Non è che sono andata a colloquio con un intero allevamento di manzi, ho trovato l’esemplare che voleva suicidarsi, ho cercato di convincerlo a non farlo, ho accettato il fatto che volesse essere mangiato, l’ho squartato, sfilettato, preso la fesa, condito di sale, spezie ed erbe la fesa, messo la fesa a salmistrare in un contenitore sotto un peso per venti giorni e affettato la fesa, ora divenuta carne salata, in fette sottilissime. Questo si chiama fare la carne salata, e io non ho fatto niente di tutto questo.

Sono andata dal mio salumiere e l’ho reso felice comprandone otto etti. Poi il salumiere è stato chiuso una settimana con il cartello “Sono in vacanza alle Maldive, chiedete a Larrycette”.
Siccome ribaltare la carne in un vassoio in centro al tavolo e dire “prendete e mangiatene tutti, questo è il pane integrale, là ci sono i grissini” pareva un po’ troppo sbrigativo perfino a me, ho creato un diversivo con la guarnizione e ho servito ai nostri amici:
“Carne salata trentina scottata in padella, servita con crostini di polenta integrale, confettura di cipolle e insalatina verde”.
Toh.
Càzzighela!

Pure io sono capace di dare nomi wertmulleriani ai piatti e poi metterti davanti un po’ d’affettato con la polenta, che credete? Mica lo fanno solo nei ristoranti fighi.
Ecco come ho cercato di sviare l’attenzione dei miei ospiti dal fatto che non avevo preparato l’antipasto.

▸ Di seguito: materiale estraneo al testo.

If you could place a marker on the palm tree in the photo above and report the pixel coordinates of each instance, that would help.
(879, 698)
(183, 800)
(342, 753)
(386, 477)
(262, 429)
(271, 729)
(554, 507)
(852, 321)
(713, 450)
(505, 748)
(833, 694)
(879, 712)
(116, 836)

Ho scaldato la padella antiaderente nuova che la mamma mi ha regalato per il mio ultimo compleanno.
Nasce come padella fatta apposta per fare le piadine – che, in effetti, ci vengono alla grande -, ma è l’antiaderente sottile nelle migliori condizioni che ho. Per preservarla in condizioni ottimali, la “precondiziono”, come scrivono sulle istruzioni per l’uso; vale a dire che la ungo.

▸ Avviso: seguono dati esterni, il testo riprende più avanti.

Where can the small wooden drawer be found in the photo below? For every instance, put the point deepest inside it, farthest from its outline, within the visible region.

“Precondizionare” è un verbo orribile, credo inventato da qualche esperto di marketing che un giorno ha pensato “Ehi, ma se diciamo in giro che le padelle antiaderenti vanno comunque leggermente unte, poi non possiamo più venderle come indispensabili utensili per una cucina sana e priva di grassi!”, e che poco dopo ha anche pensato “Ma se non diciamo di ungerle, si rovinano presto e, dopo pochi utilizzi, i clienti vengono a tirarcele sulla testa”; pensa che ti ripensa, dev’essersi svegliato una mattina esclamando “Eureka! Diremo che vanno “precondizionate”, così induciamo le persone a ungerle senza far passare i concetti di “grasso”, “condito”, “pesante”, “dannoso””.

Quando la padella ha raggiunto temperature stromboliane, prendo le dolci fette di morbida carne salata, mi assicuro che siano ben distese, e le adagio sulla superficie rovente.
Ftschhhh. Musica.
Non devono asciugarsi, né perdere i succhi, subito le giro e le tolgo dalla padella.
Ogni sei/sette fettine, lascio la padella vuota qualche istante, affinché riprenda calore.

 

In precedenza, avevo fatto la polenta (istantanea, è buona lo stesso) con la farina integrale biologica e l’avevo lasciata rassodare.
Dal panetto, avevo ricavato delle fette molto sottili di polenta e le stavo ora abbrustolendo in un’altra padella.

Bieca come non mai, ho dato al piatto un tocco originale approfittando di un prodotto locale: una deliziosa confettura di cipolle rosse che la famiglia Belleguacette e i Giraffi (cfr. schema dei rapporti in questo post) mi avevano portato in dono dal loro soggiorno a Canazei.

Compongo, dunque, il piatto con perizia e scatto foto come se non ci fosse un domani, fondamentalmente tutte uguali, ma stranamente al di sopra della media dei miei scatti, credo grazie alla sola presenza di CP nella stanza.